The Data Contract Is Your Receipt

Everyone talks about data contracts. Nobody implements them. Stop treating them like legal documents and start treating them like receipts: lightweight, free proof that the data you ordered actually showed up the way you expected.

You engineer data. Others bet their decisions on it. Then something breaks, and suddenly everyone is in a blame session. With a real data contract, that meeting lasts five minutes. Without one, it drags on for an hour, and you still walk out losing.

A contract is a promise with consequences.

A data contract is not documentation. It is not a Confluence page. It is not a spreadsheet someone sent you in an onboarding email.

A contract is a promise with consequences. Someone commits to delivering data in a specific shape, at a specific cadence, within specific bounds. If they don’t, something happens—a pipeline stop—an alert fires. A file gets rejected. The receiving team doesn’t spend their Tuesday chasing ghosts.

The consequence is what makes it a contract. Without teeth, it’s a decoration. The data tests are the teeth.

That’s the whole idea. A written, versioned agreement about what a dataset should look like, paired with tests that prove whether it currently meets that agreement. Column types, null rates, row counts, value ranges, freshness, the whole picture. It lives as a YAML file, or in a tool like TestGen, or both. What matters is that it’s real, testable, and dated.

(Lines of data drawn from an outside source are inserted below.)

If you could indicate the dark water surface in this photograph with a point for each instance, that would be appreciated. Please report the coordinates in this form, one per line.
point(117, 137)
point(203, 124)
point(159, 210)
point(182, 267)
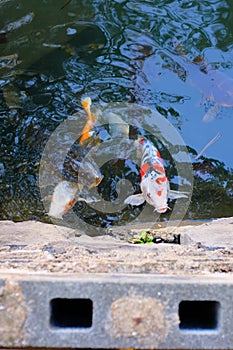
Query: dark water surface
point(115, 51)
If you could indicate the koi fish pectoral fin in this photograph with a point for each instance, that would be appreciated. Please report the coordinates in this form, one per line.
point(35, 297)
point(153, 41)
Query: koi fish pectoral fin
point(176, 194)
point(135, 199)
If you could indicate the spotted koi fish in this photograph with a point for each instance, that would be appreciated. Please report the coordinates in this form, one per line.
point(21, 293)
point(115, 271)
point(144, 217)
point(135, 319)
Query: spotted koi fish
point(154, 182)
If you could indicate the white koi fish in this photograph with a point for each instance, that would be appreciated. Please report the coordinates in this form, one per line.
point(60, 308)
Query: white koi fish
point(154, 183)
point(67, 193)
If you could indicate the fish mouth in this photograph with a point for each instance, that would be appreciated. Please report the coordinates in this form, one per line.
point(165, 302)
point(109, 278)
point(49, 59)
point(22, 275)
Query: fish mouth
point(161, 210)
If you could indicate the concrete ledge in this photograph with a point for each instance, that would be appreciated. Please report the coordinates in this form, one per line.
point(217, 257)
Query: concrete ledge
point(60, 289)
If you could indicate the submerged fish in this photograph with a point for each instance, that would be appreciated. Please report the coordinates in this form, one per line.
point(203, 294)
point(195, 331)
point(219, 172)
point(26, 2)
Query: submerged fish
point(86, 132)
point(79, 170)
point(154, 183)
point(63, 199)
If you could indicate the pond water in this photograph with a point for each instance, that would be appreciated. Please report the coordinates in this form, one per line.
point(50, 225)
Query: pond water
point(140, 52)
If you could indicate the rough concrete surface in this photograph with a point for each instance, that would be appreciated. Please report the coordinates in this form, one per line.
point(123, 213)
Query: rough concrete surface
point(36, 247)
point(136, 289)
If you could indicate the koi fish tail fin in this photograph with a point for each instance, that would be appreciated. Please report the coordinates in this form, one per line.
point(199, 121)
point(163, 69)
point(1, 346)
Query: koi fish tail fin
point(177, 194)
point(135, 199)
point(86, 103)
point(87, 130)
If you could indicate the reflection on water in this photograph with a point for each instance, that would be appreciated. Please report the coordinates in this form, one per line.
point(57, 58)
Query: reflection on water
point(112, 51)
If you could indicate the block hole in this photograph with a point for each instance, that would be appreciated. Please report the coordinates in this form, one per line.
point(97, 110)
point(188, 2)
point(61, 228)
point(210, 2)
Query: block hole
point(199, 315)
point(76, 313)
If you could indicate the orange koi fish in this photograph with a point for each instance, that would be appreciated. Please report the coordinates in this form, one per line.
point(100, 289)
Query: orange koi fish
point(86, 132)
point(154, 183)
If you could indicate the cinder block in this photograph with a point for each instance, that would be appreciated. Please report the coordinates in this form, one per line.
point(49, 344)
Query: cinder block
point(116, 311)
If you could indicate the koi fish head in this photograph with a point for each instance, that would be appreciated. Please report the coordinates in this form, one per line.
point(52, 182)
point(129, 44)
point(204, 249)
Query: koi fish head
point(63, 199)
point(155, 191)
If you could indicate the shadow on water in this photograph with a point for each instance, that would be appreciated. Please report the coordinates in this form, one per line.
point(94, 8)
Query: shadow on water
point(112, 51)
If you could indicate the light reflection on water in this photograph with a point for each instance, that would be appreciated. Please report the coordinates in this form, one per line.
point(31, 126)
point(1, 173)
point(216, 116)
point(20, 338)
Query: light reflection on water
point(111, 51)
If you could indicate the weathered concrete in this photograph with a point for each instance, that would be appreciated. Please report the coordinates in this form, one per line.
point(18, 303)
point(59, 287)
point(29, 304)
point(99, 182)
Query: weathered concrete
point(128, 312)
point(135, 289)
point(212, 235)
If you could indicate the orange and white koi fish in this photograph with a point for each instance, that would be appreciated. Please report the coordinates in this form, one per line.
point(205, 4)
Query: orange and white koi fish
point(67, 193)
point(154, 183)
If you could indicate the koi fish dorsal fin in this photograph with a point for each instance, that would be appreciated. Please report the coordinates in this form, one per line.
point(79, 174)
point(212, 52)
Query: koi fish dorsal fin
point(176, 194)
point(135, 199)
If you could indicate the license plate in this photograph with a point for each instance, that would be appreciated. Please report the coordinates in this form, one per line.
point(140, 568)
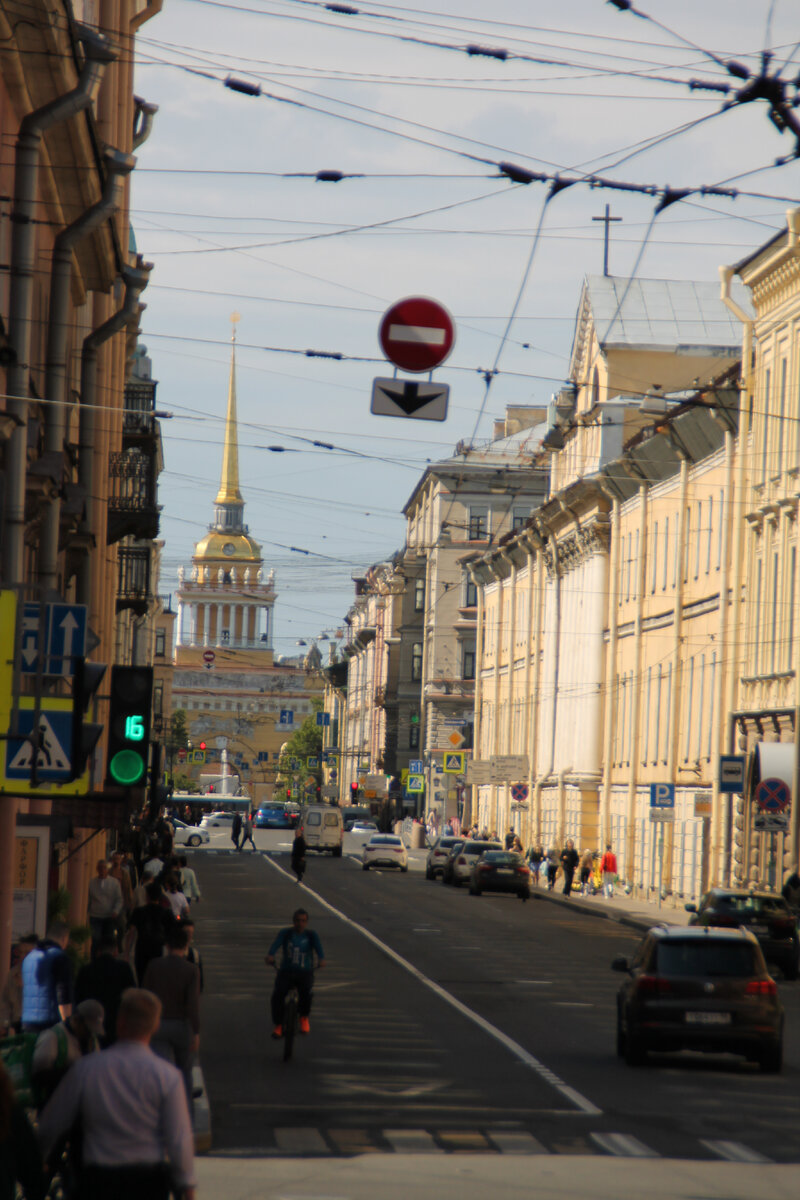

One more thing to get right up front. A contract only works if the person on the other end can actually run it. If your supplier has to buy a SaaS license to comply with your contract, they won’t. If your downstream team has to file a procurement request to check their input, they won’t. The contract must be accompanied by a tool that the other party can install and run without signing anything. We’ll come back to this.

Here is why you want one.

Reason 1: Prove your own output is clean before it goes out the door

You’re exporting five tables and three hundred columns to a partner on Friday afternoon. You’re ninety percent sure it’s fine. Ninety percent is not what you want to bet your Monday morning on.

With a contract, you set the terms once. Then you add a test node at the end of your pipeline that runs the contract against the tables before the export fires. If the data doesn’t match, the export doesn’t ship. You get a green stamp before you press send.

The contract is a structural shift worth naming. Quality ownership moves to the producer, where it belongs. The consumer stops being the bug tracker for the producer’s mistakes. If you own the pipeline, you own the contract, and the contract owns the pass-fail decision.

You can also hand the contract to the receiving team as a spec sheet. They know exactly what they’re getting. When their BI developer asks, “Are the order IDs always non-null?” you point at the contract and say, “Yes, and here’s the test that proves it ran green last night.”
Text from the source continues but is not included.